One focus of this research is on reachability analysis. In this, the robot computes all states that it can reach despite any uncertainty, and creates safety guarantees. This means that before any move, the robot makes sure that it can always do so safely. This method has been refined to make these calculations fast enough for the split-second decisions needed in autonomous vehicles and walking robots.

Michigan researchers also use model-based control and trajectory optimization, where robots constantly simulate their next few seconds of movement to handle challenges like wind or high-speed maneuvers. This is often paired with model predictive control (MPC) to help humanoid robots walk or to assist surgeons with high-precision tasks in robotic surgery.

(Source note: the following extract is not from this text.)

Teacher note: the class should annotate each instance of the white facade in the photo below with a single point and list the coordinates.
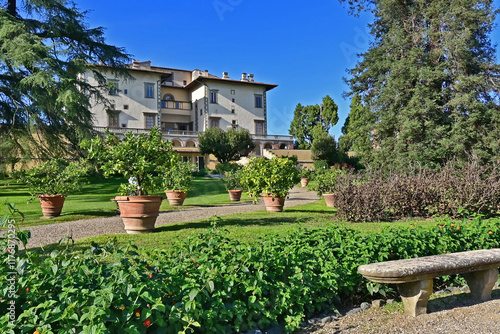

Michigan researchers also study trajectory optimization to help make any plan the robot has as efficient as possible. Algorithms assist in finding the least energy-intensive gaits for legged robots, the fastest paths for manufacturing arms, and the most fuel-efficient maneuvers for spacecraft. Model predictive control (MPC) is an extension of this work. MPC helps to continuously calculate the best answer as conditions change, enabling robots to account for gusting winds, picking up an unsteady object, or running into unexpected obstacles.

And by using iterative learning control, robots can actually get better at a task every time they repeat it, using “previous experience” to perfect movements in industrial manufacturing or when handling tricky, flexible items like cloth, laundry, and rope. This allows a robot to achieve accuracy in a given task that might have been incredibly difficult to program manually.